I defined a base BenchmarkSpecification class which has the get_train_test_split() endpoint. Any object instantiated from this class will have the split attribute which specifies how to do the split. Without making assumptions on where a mixin object gets mixed into, how does a SplitterMixin access these attributes? The following would work:

class Benchmark:

    def get_train_test_split(self):
        self.execute_split(self.split)

    def execute_split(self, indices, ...):
        ...

class SplitMixin:
    def execute_split(self, indices, ...):
        ...

Is there a better way?

If not, would you make the execute_split() method private / protected (i.e. _execute_split())?

I'm not quite sure what you're asking @cwognum. Is your question "How do mixins access attributes from the class they are mixed-in with?" If so, this works:

class Benchmark:

    splits: list[SplitType] = []

class SplitMixin:
    """
    Intended to be mixed-in with something that has a 'split' attribute
    """
    def method_using_attribute():
        for split in self.split:
            ...

class SplittingBenchmark(SplitMixin, Benchmark):
    """
    Can call 'method_using_attribute' from SplitMixin and it all works
    """
    def __init__(self, splits: list[SplitType]):
        self.splits = splits

Or are you asking about something else?

cwognum commented 1 year ago

Thank you! I assumed that wouldn't work, but looking at it again I'm not sure why. What is throwing me off is that the IDE gives a unresolved attribute reference for the SplitMixin class in your example. Is there a way to specify which attributes we expect for the mixin class?

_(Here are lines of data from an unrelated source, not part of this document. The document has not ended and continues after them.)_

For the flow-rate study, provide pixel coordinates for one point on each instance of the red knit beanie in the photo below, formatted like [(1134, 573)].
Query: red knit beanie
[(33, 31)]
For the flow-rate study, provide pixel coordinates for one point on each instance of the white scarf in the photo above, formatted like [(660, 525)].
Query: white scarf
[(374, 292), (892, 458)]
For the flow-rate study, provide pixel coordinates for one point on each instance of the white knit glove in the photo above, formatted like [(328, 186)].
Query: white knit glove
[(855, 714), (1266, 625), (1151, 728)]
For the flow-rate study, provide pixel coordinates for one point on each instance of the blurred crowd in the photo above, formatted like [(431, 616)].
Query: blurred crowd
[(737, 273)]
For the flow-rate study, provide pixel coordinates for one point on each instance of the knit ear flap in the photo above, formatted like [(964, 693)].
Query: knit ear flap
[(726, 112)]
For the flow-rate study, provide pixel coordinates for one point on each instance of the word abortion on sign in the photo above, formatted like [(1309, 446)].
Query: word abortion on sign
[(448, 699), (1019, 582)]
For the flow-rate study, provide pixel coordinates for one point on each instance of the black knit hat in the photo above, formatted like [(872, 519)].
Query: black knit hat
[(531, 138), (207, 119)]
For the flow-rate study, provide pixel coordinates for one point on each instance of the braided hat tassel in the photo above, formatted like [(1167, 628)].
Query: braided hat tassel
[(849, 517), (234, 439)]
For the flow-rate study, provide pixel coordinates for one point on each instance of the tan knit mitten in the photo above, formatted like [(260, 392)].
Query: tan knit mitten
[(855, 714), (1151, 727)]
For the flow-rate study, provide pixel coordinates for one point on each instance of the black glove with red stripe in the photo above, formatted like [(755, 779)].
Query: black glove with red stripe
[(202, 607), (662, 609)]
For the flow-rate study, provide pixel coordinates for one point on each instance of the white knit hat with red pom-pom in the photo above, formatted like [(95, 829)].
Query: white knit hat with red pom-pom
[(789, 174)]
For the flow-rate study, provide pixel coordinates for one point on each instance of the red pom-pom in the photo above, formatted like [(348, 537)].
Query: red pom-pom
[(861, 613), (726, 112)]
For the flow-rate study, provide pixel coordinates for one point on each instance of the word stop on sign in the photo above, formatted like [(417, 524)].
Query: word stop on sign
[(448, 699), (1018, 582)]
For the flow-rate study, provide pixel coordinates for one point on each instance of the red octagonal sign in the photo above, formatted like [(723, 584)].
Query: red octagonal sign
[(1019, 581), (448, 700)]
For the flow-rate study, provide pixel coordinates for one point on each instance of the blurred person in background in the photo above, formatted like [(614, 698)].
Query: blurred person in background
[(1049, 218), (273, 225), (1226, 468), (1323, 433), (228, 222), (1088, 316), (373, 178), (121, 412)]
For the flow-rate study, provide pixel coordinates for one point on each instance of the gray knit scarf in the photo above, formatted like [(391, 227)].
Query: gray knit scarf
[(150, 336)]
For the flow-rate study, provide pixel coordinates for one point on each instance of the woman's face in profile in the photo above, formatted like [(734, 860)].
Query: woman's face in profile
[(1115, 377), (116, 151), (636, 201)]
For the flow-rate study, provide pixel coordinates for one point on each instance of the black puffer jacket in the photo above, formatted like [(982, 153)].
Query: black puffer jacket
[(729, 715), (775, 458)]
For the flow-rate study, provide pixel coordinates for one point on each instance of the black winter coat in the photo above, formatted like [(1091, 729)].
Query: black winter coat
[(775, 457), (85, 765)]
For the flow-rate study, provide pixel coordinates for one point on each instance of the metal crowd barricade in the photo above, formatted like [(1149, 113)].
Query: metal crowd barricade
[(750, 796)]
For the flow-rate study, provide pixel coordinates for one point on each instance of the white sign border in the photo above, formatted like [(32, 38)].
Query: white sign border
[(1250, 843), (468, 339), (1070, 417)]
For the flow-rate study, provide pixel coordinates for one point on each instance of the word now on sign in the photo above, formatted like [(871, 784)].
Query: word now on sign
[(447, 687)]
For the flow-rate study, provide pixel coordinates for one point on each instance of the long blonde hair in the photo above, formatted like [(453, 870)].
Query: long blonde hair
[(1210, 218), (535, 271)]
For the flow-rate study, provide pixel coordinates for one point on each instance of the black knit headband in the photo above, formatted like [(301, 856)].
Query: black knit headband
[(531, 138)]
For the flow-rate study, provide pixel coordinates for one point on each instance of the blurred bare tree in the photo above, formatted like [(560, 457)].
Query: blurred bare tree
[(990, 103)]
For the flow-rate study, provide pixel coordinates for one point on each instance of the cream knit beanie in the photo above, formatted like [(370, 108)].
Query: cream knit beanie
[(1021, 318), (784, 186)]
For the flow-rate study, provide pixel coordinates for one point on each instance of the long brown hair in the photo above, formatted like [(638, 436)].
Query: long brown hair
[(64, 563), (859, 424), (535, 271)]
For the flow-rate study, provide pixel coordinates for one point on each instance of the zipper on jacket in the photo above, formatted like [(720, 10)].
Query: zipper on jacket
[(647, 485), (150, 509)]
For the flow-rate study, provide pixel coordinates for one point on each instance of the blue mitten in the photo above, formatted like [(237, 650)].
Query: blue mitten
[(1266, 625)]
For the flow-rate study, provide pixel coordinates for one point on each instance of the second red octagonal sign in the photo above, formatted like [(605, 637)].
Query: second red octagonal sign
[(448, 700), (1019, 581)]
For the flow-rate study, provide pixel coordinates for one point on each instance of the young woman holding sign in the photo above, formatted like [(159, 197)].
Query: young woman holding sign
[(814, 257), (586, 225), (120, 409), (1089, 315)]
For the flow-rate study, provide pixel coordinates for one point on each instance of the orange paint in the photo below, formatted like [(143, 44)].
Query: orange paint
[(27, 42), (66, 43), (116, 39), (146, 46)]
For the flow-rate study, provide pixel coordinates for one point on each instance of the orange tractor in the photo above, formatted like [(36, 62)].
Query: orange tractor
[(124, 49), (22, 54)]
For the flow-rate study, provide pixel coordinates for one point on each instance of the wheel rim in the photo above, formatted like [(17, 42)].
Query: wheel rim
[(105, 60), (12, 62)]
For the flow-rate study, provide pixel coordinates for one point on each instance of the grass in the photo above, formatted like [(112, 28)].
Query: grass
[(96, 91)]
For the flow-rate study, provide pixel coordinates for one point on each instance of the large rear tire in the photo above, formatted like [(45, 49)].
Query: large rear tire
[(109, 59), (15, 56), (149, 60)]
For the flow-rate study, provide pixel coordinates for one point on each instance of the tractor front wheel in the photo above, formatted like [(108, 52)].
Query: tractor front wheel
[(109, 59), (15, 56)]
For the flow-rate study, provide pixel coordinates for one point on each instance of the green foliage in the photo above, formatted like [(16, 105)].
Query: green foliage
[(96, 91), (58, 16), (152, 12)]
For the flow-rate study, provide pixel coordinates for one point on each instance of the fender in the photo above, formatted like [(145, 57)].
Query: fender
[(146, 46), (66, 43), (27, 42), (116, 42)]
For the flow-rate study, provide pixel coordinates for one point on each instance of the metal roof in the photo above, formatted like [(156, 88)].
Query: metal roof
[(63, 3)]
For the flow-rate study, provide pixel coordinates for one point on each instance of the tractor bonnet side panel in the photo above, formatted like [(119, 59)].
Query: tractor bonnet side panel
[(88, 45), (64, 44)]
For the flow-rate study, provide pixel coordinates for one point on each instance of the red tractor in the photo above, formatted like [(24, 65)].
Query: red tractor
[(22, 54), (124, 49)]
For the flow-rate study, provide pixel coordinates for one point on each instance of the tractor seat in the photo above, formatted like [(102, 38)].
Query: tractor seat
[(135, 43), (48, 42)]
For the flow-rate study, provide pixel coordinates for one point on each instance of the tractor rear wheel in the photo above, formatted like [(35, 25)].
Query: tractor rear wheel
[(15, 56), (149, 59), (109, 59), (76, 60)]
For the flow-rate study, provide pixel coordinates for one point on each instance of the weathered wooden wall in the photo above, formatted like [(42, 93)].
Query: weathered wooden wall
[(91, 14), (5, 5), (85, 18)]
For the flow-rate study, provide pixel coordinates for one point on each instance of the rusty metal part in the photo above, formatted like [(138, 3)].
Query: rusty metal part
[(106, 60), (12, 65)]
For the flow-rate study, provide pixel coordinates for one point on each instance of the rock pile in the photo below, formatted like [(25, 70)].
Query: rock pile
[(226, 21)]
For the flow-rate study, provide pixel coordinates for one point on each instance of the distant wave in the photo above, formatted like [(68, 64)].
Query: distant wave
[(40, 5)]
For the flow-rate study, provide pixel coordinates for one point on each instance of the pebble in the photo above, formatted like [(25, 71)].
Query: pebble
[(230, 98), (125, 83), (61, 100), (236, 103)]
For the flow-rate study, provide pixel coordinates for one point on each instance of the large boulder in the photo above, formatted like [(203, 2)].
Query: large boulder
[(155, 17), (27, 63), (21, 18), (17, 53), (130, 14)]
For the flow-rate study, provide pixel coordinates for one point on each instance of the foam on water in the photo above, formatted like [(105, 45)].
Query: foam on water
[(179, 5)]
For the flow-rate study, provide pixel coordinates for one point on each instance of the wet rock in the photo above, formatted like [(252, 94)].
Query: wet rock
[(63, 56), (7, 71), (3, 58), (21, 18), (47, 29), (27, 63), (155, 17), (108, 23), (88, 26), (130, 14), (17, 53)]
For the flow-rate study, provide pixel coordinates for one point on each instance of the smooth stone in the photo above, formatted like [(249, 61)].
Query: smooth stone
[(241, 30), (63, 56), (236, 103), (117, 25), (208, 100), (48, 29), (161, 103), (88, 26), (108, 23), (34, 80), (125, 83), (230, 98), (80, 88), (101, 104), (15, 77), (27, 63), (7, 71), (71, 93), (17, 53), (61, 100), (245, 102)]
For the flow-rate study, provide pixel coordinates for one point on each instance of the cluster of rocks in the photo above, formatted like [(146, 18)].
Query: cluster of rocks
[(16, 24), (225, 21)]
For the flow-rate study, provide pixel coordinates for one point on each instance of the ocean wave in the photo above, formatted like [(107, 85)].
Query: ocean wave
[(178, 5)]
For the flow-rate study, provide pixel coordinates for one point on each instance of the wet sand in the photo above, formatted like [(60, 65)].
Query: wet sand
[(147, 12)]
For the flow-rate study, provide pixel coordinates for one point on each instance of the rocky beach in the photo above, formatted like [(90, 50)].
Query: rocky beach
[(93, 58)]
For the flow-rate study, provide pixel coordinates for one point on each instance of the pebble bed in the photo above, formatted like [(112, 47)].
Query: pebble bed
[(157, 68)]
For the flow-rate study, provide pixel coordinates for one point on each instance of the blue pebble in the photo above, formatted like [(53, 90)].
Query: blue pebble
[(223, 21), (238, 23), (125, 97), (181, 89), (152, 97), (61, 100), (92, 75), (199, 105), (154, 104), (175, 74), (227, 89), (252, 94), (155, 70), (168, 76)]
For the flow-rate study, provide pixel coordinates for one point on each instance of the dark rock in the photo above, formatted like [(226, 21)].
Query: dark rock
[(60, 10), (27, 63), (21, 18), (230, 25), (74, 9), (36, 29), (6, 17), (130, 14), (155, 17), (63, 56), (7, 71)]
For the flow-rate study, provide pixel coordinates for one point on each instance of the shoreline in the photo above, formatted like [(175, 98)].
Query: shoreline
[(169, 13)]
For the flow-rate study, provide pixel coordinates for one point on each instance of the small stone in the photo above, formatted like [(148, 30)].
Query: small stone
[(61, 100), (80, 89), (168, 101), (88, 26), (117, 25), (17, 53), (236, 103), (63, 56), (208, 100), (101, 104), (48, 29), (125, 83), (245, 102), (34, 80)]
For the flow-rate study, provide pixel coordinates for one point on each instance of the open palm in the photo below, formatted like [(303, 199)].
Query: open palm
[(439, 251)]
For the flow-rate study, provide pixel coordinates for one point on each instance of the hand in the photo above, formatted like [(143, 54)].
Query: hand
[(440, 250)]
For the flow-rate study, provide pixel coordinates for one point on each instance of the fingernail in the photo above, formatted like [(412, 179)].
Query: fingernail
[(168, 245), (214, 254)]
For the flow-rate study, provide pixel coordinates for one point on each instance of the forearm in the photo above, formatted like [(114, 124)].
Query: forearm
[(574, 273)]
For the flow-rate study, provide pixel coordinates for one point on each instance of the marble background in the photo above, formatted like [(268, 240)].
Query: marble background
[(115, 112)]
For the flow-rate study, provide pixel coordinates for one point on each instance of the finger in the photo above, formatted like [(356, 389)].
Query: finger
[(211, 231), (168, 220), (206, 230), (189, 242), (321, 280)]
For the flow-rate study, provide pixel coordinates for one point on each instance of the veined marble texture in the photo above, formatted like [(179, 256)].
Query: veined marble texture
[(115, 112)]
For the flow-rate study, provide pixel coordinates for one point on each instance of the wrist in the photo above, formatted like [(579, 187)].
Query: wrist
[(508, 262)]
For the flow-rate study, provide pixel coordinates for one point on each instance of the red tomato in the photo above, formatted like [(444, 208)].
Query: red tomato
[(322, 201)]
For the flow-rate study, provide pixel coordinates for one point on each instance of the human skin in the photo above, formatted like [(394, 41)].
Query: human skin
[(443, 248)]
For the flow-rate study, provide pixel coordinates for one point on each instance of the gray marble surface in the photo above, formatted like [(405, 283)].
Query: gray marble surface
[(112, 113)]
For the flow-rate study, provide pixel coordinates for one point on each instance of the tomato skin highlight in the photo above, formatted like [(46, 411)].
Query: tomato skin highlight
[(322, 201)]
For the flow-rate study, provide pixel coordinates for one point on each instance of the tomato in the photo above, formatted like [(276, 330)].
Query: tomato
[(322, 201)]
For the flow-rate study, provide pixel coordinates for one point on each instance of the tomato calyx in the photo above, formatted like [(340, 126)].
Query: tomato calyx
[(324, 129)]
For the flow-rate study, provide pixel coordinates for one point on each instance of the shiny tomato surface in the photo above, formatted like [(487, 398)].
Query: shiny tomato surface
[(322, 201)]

jstlaurent commented 1 year ago

Thank you! I assumed that wouldn't work, but looking at it again I'm not sure why. What is throwing me off is that the IDE gives a unresolved attribute reference for the SplitMixin class in your example. Is there a way to specify which attributes we expect for the mixin class?

One way to do it in a mixin is to define them there as well:

class SplitMixin:
    """
    Intended to be mixed-in with something that has a 'split' attribute
    """
    splits: list[SplitType] = []

    def method_using_attribute():
        for split in self.split:
            ...

It does get a little cumbersome with a lot of mixins. You can also have the mixin class inherit from the base class:

class Benchmark:

    splits: list[SplitType] = []

class SplitMixin(Benchmark):
    """
    Intended to be mixed-in with something that has a 'split' attribute
    """
    def method_using_attribute():
        for split in self.split:
            ...

It's a little clunky because what we'd rally want to have is Traits, but Python doesn't support that construct.

Or you can do what most people do and add a no-qa comment on the line.